Bernard Lapasset est un homme heureux. Non seulement la Coupe du monde 2007 s’est achevée sans heurt, mais en plus, le président de la Fédération Française de rugby et du comité d’organisation de la Coupe du monde s’est félicité des bons résultats financiers affichés. « Nous avions un budget de 218 millions d’euros et nous avons tenu nos dépenses, embraye Etienne Thobois, le Directeur Général du Comité d'Organisation. Notre source est la billetterie et comme les taux de remplissage dépassent les 95%, j’imagine que nos bénéfices seront légèrement plus élevés que les 5,5 millions d’euros que nous devrions encaisser. Mais sachant que c’est sur les petits matchs que nous avons connu une hausse de la fréquentation, les résultats ne devraient pas être de beaucoup supérieurs à ce chiffre. » Un beau cadeau d’anniversaire pour Bernard Lapasset qui fêtait ses 60 ans samedi, au lendemain de son élection à la tête de l’IRB.
L’organe mondial du rugby salive également d’avance à l’idée d’encaisser les retombées de cette Coupe du monde. « La télévision a battu des records d’audience, les stades étaient pleins et il n’y a pas eu de problème de dopage, se félicite Syd Millar. Pour donner un exemple, la Coupe du monde de football génère un impact de 8 milliards d’euros sur quatre ans. Nous projetons un meilleur résultat pour le rugby. » Et quand il s’agit de rentrer dans le détail, le toujours président de l’IRB se lance timidement. « Il est encore un peu tôt pour en parler. Nous ne demandons pas les profits d’une entreprise le lendemain de ses ventes », continue l’Irlandais. Avant de poursuivre : « Nous nous attendons à un résultat brut d’environ 180 millions de livres (260 millions d’euros).
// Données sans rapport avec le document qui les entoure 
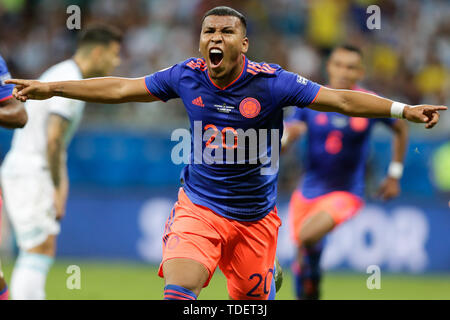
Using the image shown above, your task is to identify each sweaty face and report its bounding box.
[199,16,248,78]
[327,49,364,89]
[94,41,120,77]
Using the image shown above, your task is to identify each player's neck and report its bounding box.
[208,55,245,88]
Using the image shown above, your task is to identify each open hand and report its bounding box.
[5,79,54,102]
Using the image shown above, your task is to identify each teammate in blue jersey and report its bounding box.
[0,56,28,300]
[282,45,408,299]
[6,7,446,300]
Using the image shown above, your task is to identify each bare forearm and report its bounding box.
[0,99,28,129]
[311,88,393,118]
[5,77,157,103]
[47,140,65,188]
[49,77,134,103]
[392,120,408,162]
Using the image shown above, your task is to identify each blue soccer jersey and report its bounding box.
[0,56,14,101]
[145,55,320,221]
[288,88,396,198]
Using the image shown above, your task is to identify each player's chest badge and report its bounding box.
[214,103,234,113]
[239,98,261,119]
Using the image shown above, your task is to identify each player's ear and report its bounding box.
[241,37,248,53]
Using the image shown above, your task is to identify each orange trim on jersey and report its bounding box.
[143,77,165,103]
[186,58,208,71]
[310,86,322,104]
[208,55,245,90]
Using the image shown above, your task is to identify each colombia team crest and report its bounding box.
[239,98,261,119]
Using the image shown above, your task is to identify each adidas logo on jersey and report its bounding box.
[192,96,205,107]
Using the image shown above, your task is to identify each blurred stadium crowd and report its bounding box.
[0,0,450,135]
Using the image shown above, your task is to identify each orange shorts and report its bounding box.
[289,190,364,244]
[158,188,281,300]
Pour ce que est des bénéfices, il faut prévoir la moitié, soit 90 millions de livres. » Pas forcément étonnant quand on sait que le prix de la bière aux abords des stades était de 7€.
La question de la redistribution de ses gains n’a pas eu le temps d’être posée que Syd Millar précisait que cette manne irait en grande partie vers les pays qui cherchent à développer le rugby. Et de contrer ceux qui murmuraient que les îles du Pacifique ou même l’Argentine ne bénéficiaient pas assez d’aide : « ces pays, mais également la Roumanie et la Géorgie bénéficie déjà d’un apport substantiel. Nous allons tout faire en sorte pour que ce soit toujours le cas. Mais il faut arrêter avec ce mythe qui dit que nous ne les aidons pas. Nous sommes conscients qu’ils ont besoin d’aide et aujourd’hui ont voit les fruits de ce travail avec des pays comme les Fidji, le Tonga et même la Géorgie. Ça nous encourage à avance et continuer. Pour prouver sa bonne foi, Syd Millar a d’ailleurs précise que si l’IRB ne regardait que les profit : « la Nouvelle-Zélande n’aurait peut-être pas organisé la Coupe du monde 2011 ». La Coupe du monde a donc été une belle réussite. Sur tous les plans.